Archive for the ‘From The Lines’ Category

Bad Data Design

Code Follies, From The Lines | Posted by attriel October 17th, 2008

Today I was working on some changes that had been requested to a system we manage.  Technically, they’d been requested through another group, passed to a third group, and they’d talked to me about it a month or so ago, I explained how it needed to process to update into our system so that the person asking could actually see the result, but we decided that, because it’s a legacy process that translates into our database, they’d get the system figured out and then we’d figure out how to pass the updates piecemeal.  Since until the flags are set for each record, they can update the source all they want and nothing happens.

Today I got a forward of a forward of the tail end of a conversation between two people that had been passed to a third.  Yeah, does that sound confusing?  me too!  End result being that the guy that requested the original change was wondering why he’d been told it was done but it wasn’t showing up.

Somewhere along the way, the flags were never updated.  Oops.  Turns out, upon further inspection, that they updated table A, we process from view B, which gets that data from C.  C has no relation to A.  So even if they’d updated the flags, we never would have gotten anything :o  So after some discussion I processed their updates directly into our dev environment so we can make sure that they do what everyone wants they should do.  I don’t actually know if the source data will ever get updated :o

On an entirely unrelated note …. What do you call a design that has two unique keys for every entry?

Now … what do you call it when it turns out one of them is not garaunteed to be unique?

OK … And what about when the other one is garaunteed to be unique EXCEPT WHEN IT ISN’T???

*sigh* Literally, I found a set of records where A and B shared key 1, then B and C shared key 2.  There is no unique way of identifying these without using (a) both keys, or (b) information that exists only inside the database

Of course, I will never get an explanation as to who’s dumb idea this design was, because that person is probably one of the guys that’s gone by now.  Just like all the other design idiocy decisions that vex me (us) daily.

Password, Password, Who’s Got The Password?

From The Lines | Posted by attriel September 30th, 2008

So, the other day I was asked to run a security scan of an app as part of my supplemental duties as a non-attached member of a third party group.  Sure no problem.  Well, actually, I haven’t used the tool since I got the new system at the office, lemme make sure I can still access it.

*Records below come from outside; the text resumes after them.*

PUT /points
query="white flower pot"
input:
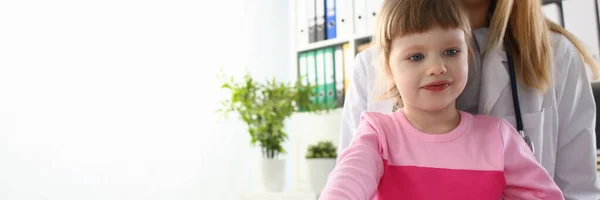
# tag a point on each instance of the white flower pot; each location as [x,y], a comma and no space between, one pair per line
[318,172]
[272,174]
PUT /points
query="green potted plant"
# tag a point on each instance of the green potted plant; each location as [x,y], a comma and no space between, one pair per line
[321,159]
[264,107]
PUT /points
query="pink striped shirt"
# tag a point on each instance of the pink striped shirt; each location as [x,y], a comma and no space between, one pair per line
[483,158]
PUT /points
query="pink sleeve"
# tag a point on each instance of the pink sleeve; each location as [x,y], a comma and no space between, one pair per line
[525,177]
[359,168]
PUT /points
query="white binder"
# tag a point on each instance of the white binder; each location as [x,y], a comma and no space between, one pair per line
[359,19]
[343,17]
[301,22]
[373,7]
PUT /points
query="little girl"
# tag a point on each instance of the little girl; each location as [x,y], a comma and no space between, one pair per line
[428,149]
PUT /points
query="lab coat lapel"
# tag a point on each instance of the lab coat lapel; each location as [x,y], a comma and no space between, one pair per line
[494,79]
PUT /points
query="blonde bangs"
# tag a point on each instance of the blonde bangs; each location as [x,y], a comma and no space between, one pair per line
[404,17]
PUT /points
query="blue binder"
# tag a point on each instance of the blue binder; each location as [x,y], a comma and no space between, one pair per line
[330,10]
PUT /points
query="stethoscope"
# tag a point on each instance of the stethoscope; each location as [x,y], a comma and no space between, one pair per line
[515,96]
[513,85]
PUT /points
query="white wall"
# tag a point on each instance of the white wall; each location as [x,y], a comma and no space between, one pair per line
[115,100]
[580,19]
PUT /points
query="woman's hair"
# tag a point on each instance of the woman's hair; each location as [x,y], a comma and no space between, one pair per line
[530,41]
[403,17]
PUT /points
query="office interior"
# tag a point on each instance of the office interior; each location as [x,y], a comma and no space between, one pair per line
[119,100]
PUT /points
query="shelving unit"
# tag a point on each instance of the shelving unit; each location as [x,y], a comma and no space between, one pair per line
[309,128]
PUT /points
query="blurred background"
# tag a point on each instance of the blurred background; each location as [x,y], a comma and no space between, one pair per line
[118,100]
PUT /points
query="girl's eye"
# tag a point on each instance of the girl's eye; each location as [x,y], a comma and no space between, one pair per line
[451,52]
[416,57]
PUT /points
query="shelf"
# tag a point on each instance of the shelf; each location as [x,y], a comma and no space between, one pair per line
[363,37]
[322,44]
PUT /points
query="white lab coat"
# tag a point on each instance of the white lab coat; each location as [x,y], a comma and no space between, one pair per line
[560,122]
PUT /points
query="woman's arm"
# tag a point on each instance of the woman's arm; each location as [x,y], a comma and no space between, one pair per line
[525,177]
[359,168]
[355,102]
[575,170]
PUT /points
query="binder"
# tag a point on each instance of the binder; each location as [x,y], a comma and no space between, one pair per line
[320,17]
[339,76]
[312,20]
[312,73]
[303,72]
[360,19]
[301,23]
[320,74]
[343,17]
[348,63]
[373,7]
[330,19]
[330,84]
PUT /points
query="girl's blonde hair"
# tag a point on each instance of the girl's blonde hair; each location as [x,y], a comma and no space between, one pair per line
[403,17]
[530,41]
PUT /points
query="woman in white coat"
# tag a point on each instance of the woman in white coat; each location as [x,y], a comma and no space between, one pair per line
[554,91]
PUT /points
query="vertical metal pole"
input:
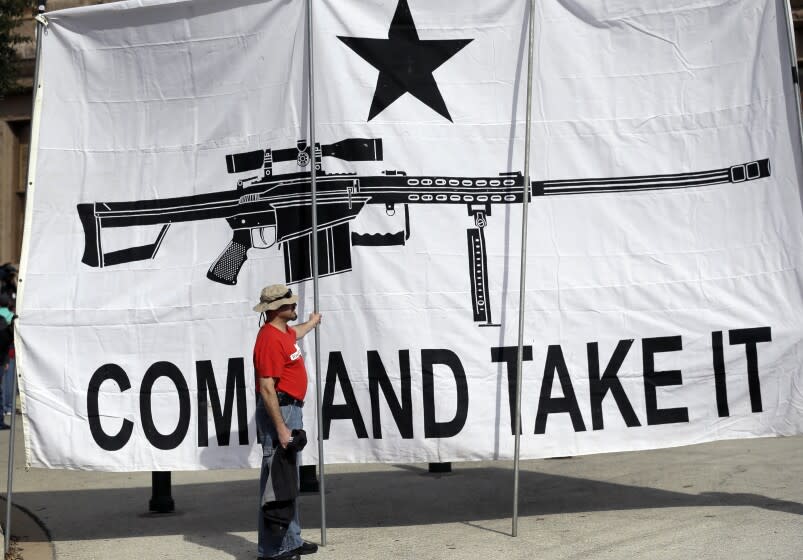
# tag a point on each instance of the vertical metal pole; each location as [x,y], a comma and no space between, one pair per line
[525,208]
[314,176]
[10,482]
[790,32]
[12,431]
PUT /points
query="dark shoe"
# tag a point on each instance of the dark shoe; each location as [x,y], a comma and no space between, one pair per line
[306,548]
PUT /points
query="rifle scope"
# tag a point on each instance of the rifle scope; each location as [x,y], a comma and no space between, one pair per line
[350,149]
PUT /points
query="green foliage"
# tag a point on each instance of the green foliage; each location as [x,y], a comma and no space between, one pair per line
[11,14]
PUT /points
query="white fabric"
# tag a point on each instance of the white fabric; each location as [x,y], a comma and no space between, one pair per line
[143,101]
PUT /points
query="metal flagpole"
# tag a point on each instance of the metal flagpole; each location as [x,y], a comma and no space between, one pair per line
[314,176]
[790,32]
[41,22]
[525,208]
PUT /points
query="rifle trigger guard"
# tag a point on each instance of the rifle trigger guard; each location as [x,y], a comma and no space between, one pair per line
[351,190]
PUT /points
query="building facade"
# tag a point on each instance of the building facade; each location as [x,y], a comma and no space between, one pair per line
[15,133]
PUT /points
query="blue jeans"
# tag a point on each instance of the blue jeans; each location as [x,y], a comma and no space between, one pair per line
[272,545]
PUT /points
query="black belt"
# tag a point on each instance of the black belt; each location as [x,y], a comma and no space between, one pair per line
[287,400]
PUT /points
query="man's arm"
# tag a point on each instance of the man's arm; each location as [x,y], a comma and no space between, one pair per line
[303,328]
[267,389]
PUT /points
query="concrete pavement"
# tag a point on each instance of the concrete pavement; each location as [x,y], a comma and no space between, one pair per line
[723,500]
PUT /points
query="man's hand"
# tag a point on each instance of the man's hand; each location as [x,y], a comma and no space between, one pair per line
[285,435]
[303,328]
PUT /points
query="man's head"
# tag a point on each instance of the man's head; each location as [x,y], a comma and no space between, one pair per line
[277,300]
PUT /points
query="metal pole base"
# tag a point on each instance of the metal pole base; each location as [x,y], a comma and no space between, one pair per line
[161,498]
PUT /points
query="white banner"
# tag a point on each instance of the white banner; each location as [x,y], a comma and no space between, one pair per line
[664,248]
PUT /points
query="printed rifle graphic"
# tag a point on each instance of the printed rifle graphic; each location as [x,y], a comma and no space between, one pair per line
[277,208]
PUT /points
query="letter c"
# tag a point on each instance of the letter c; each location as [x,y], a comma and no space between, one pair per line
[114,373]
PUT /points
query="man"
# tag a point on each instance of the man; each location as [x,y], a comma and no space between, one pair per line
[281,387]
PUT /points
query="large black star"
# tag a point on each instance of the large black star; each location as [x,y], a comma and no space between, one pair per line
[405,62]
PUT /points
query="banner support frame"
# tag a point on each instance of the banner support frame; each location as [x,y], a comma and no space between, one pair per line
[523,273]
[36,112]
[315,274]
[790,38]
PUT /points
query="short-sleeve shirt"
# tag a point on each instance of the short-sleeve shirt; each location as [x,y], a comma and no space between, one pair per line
[277,355]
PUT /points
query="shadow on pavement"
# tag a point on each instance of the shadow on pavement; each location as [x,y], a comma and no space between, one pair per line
[405,496]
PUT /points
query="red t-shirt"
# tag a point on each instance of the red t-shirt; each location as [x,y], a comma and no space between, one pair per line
[276,354]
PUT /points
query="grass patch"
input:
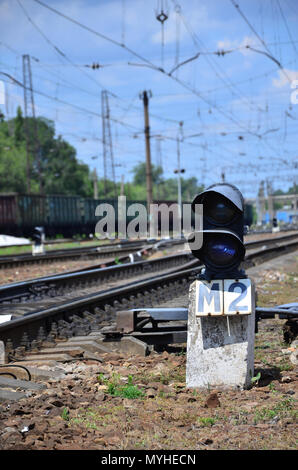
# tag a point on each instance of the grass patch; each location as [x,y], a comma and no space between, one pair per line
[116,389]
[283,409]
[206,421]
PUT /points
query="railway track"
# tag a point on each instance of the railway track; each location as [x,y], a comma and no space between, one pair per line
[30,295]
[89,312]
[107,251]
[84,329]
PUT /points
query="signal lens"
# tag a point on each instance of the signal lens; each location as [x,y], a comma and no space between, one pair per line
[218,210]
[221,252]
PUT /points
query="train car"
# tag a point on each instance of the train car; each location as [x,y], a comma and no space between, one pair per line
[67,215]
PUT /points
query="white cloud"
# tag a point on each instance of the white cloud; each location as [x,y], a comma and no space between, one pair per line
[227,44]
[284,76]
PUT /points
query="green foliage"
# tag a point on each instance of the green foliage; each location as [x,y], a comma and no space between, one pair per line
[65,414]
[116,389]
[206,422]
[256,378]
[61,172]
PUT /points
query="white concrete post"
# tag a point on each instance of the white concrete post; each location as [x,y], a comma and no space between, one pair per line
[220,347]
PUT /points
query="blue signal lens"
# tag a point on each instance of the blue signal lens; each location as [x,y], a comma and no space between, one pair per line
[221,253]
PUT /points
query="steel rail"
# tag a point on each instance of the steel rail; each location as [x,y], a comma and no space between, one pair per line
[48,285]
[132,295]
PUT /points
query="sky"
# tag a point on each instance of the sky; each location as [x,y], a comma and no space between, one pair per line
[221,79]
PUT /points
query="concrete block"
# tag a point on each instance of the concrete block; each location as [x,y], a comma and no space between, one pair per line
[128,345]
[2,352]
[7,395]
[91,345]
[22,384]
[36,373]
[45,358]
[220,350]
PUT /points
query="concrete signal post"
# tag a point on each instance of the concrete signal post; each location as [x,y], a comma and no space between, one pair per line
[221,314]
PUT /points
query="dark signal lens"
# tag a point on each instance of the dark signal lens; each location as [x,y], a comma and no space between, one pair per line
[218,210]
[221,252]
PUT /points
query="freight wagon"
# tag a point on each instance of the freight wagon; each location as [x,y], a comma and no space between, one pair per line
[65,215]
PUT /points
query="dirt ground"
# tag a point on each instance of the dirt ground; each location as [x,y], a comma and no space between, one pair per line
[137,403]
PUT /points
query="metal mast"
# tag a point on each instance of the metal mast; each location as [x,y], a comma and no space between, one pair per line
[32,143]
[108,156]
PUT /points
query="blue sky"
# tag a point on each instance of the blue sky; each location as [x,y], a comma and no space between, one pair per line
[236,108]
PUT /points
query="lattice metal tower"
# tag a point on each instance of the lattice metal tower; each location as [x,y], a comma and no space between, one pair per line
[108,156]
[31,134]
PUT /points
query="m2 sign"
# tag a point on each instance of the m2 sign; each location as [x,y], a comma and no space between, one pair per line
[223,297]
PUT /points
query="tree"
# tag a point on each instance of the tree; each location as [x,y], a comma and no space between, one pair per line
[61,171]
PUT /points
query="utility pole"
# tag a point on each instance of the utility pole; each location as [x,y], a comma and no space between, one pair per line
[32,142]
[179,170]
[145,98]
[108,155]
[95,185]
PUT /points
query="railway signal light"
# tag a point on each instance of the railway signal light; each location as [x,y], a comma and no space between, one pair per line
[38,238]
[38,235]
[222,249]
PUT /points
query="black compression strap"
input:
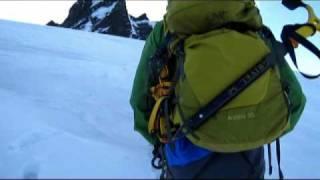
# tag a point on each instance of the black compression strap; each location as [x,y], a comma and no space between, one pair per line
[269,159]
[288,32]
[278,149]
[225,97]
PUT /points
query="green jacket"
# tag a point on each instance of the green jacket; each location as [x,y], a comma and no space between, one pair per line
[140,92]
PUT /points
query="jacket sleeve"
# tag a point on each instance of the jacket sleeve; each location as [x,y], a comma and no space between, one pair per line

Yep, there’s the prompt for a login.  <look up my password information> … wait, no?  Crap.  I thought that was what I changed the password to.  Oh, right, they changed the username to make it more obvious what the account was for … talk to the group lead, he doesn’t remember either.  He hasn’t been on in longer than me.

He takes me over to the guys who admin the server.  The guy we need to talk to is out, as is the second best bet.  So I ask person C, who I know is covering some of A’s projects while he’s out.  But they don’t know.  They suggest D.  We (three of us now, me, boss, and C) traipse over to D’s office.  Some discussion, C admits that E would be a better choice, but E is talking to their boss … So D brings out his security notebook, and starts paging through it.  ”You’d be amazed at how much is in this book.  I’ve got every password on every system.”  ”Except the one we want?” “Well, you might be right.  I don’t see anything for that server.  Maybe see if E is done talking to Boss2?” … No.  But I talk to C for a bit on something else, Boss1 keeps talking to D on some subject, then is heading back to his office when Boss2 finishes, so I call Boss1 back to talk to E at least long enough to provide validation for my request for the password to an account who’s name I don’t know …  Yeah, THAT’s not fishy at ALL.

Finally get the account name (it was pretty self evident), and got the password reset since E didn’t have it noted anywhere either (They may not have it written down, since they can always just reset it).  FINALLY!

Elapsed time: 1hr.

Went back, started configuring the scan tool (Piece of …) (that took about 2 hours, but I pushed it off some to do some other tasks vaguely related to my normal job).  At some point in the afternoon, Boss3, who owns the app I’m scanning, sends me an email with “test account information”, the URL and the username I need to login.  Great.  It’s a dummy test login for the QA server, I don’t think anything of there not being a password in the email (it’s qa, so I wouldn’t have winced too bad at getting “Password: abcd1234″ in the email with the username “Username: qatestacct1″ …)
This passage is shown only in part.